Closed po0ya closed 5 years ago
Good catch!
We are aware of this bug (there is a test case intentionally ignoring it). We didn't fix it in this release to match the code that was used for the experiments in [1]. Going forward we probably want to fix it and rerun a few experiments. While not identical the "bug" is similar to having a lower decay rate in the batch norm.
[1] "The GAN Landscape: Losses, Architectures, Regularization, and Normalization" (https://arxiv.org/abs/1807.04720)
Good to know that you are aware of it! Yes, in this flexible code that you have it's worth checking how much this bug matters.
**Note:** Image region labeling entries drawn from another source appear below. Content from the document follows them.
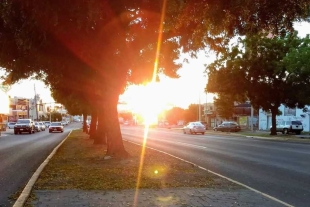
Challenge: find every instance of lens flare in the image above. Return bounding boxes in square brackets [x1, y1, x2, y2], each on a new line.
[133, 0, 167, 206]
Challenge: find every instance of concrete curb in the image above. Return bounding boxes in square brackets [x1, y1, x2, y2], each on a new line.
[13, 129, 74, 207]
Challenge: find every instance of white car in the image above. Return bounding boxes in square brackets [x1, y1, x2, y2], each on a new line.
[8, 122, 16, 129]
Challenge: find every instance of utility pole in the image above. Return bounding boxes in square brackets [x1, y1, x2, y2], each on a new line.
[198, 94, 201, 121]
[33, 84, 39, 121]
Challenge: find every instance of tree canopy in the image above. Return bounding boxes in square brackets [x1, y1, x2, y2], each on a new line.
[207, 32, 310, 134]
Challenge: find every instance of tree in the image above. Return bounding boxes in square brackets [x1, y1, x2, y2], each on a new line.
[207, 33, 310, 135]
[214, 94, 235, 119]
[184, 104, 199, 122]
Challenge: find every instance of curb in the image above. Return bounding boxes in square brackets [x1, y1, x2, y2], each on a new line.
[13, 129, 74, 207]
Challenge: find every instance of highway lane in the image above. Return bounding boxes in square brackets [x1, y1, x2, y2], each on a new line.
[0, 123, 81, 207]
[122, 127, 310, 206]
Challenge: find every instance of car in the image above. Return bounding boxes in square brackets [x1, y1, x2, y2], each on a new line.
[39, 121, 46, 131]
[213, 121, 241, 132]
[14, 119, 36, 134]
[183, 121, 206, 134]
[198, 121, 208, 130]
[48, 122, 64, 133]
[8, 122, 16, 129]
[43, 121, 51, 128]
[270, 121, 304, 134]
[34, 122, 42, 132]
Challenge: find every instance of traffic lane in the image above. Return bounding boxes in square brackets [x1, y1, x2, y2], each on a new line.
[0, 123, 72, 206]
[123, 129, 310, 206]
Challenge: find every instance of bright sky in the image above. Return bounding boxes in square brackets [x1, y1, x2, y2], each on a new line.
[0, 23, 310, 110]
Also, the decay rate argument gets stronger as training progresses ;)
Along these lines, I'm a bit confused as to how this code updates in resnet_architecture.py line 52: return tf.contrib.layers.batchnorm( input, decay=0.9, updates_collections=None,
Overriding the default updates_collections=tf.GraphKeys.UPDATE_OPS. Then you do the expected
with tf.control_dependencies(tf.get_collection(tf.GraphKeys.UPDATE_OPS)): self.d_optim = tf.train.AdamOptimizer(
When defining the optimizers. How is tf.GraphKeys.UPDATE_OPS getting modified? Same is true of the batchnorm defined in ops.py.
Strangely, there doesn't seem to be an updates_collections for the non-contrib BN layer: https://www.tensorflow.org/api_docs/python/tf/layers/batch_normalization
(after some poking, see https://github.com/tensorflow/tensorflow/issues/21229 for the last point. Strange something as core as BN would be missing that option.)
tf.GraphKeys.UPDATE_OPS is not getting modified for batch_norm [1]. Setting updates_collections=None will add nothing to any collection and add control dependencies inside the batch norm method [2].
[1] In fact tf.GraphKeys.UPDATE_OPS might be empty for some or all models, but this might change in the future, so I think it's good practice to keep the control_dependencies(). [2] Somewhere there: https://github.com/tensorflow/tensorflow/blob/r1.9/tensorflow/contrib/layers/python/layers/layers.py#L791
First of all thank you for this thorough study! There is a slight bug carried out from the dcgan repo to here:
https://github.com/google/compare_gan/blob/615bdc6fc54e5c074adeee543b779dd504dc7e9f/compare_gan/src/gans/GAN.py#L36
In here we are passing
is_training
as a boolean which is true throughout training. This results in batchnorms getting updated when they shouldn't be:https://github.com/google/compare_gan/blob/615bdc6fc54e5c074adeee543b779dd504dc7e9f/compare_gan/src/gans/abstract_gan.py#L252
when we are updating the discriminator weights, we want the batch norms of the generator to not get updated, the same when we are doing discriminator updates.
A separate
is_training
flag for the discriminator and generator which is fed-in seems to be the way to do it.